TheGe­neal­o­gist adds 500,000 crime records

Both the ac­cused and the vic­tims in­cluded in lat­est data re­lease

Your Family History - - Agenda -

TheGe­neal­o­gist has given its Court & Crim­i­nal Records col­lec­tion a ma­jor boost with the ad­di­tion of around 500,000 records re­lat­ing to en­coun­ters with the law, whether the in­di­vid­ual in ques­tion was a vic­tim, ac­quit­ted, con­victed of a mi­nor of­fence or found guilty of a ma­jor crime such as mur­der.
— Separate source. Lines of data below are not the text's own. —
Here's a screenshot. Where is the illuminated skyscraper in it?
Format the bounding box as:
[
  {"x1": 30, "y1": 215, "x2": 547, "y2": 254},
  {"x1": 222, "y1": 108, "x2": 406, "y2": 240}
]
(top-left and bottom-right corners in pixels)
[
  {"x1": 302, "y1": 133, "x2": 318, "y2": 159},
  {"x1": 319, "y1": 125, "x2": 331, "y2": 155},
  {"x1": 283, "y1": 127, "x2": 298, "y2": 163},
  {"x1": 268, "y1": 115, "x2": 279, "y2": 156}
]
The newly added data (some of which is also avail­able at other sites) comes from two se­ries held at The Na­tional Ar­chives: • Home Of­fice Crim­i­nal Reg­is­ters, Eng­land and Wales (HO 77) • Reg­is­ters of Con­victs in Prison Hulks Cum­ber­land, Dol­phin and Ganymede (ADM 6). The fully search­able records can be combed for crim­i­nals, or peo­ple ac­cused of crime, by name or alias, and by the type of of­fence. The site has also uniquely added the fea­ture to search for more than 132,000 vic­tims of these crimes. Orig­i­nal page images of the books and reg­is­ters tran­scribed are also avail­able.

The records cover a broad range of trans­gres­sions. In some cases they are as small as the theft of items such as shirts, boots or pota­toes. There are also big­a­mous mar­riages, forg­eries and coun­ter­feit­ing, bur­glar­ies and mur­ders. Judge­ments like­wise vary greatly from fines, a short im­pris­on­ment in New­gate or a pub­lic whip­ping, to a longer spell in gaol, trans­porta­tion or the ul­ti­mate sanc­tion of death.

In one un­usual case, 63-year- old Joseph Pow­ell was im­pris­oned and whipped in 1814 for ‘pre­tend­ing to tell fu­ture events’, un­der a law made dur­ing Ge­orge II’s reign. Some­times the records pro­vide con­sid­er­able de­tail. For ex­am­ple, on 6 July 1826 the high­way rob­ber James Smith was con­victed at Bed­ford. The records show he was im­pris­oned in Bed­ford Gaol be­fore be­ing trans­ferred to the prison hulk Dol­phin 20 days later. The gaoler’s re­port fur­ther notes that the pris­oner had been ‘in­dif­fer­ent be­fore and af­ter his trial’ and that he had been ‘sev­eral times in cus­tody’. Smith was even­tu­ally trans­ported for life on 17 Septem­ber on the ship Al­bion.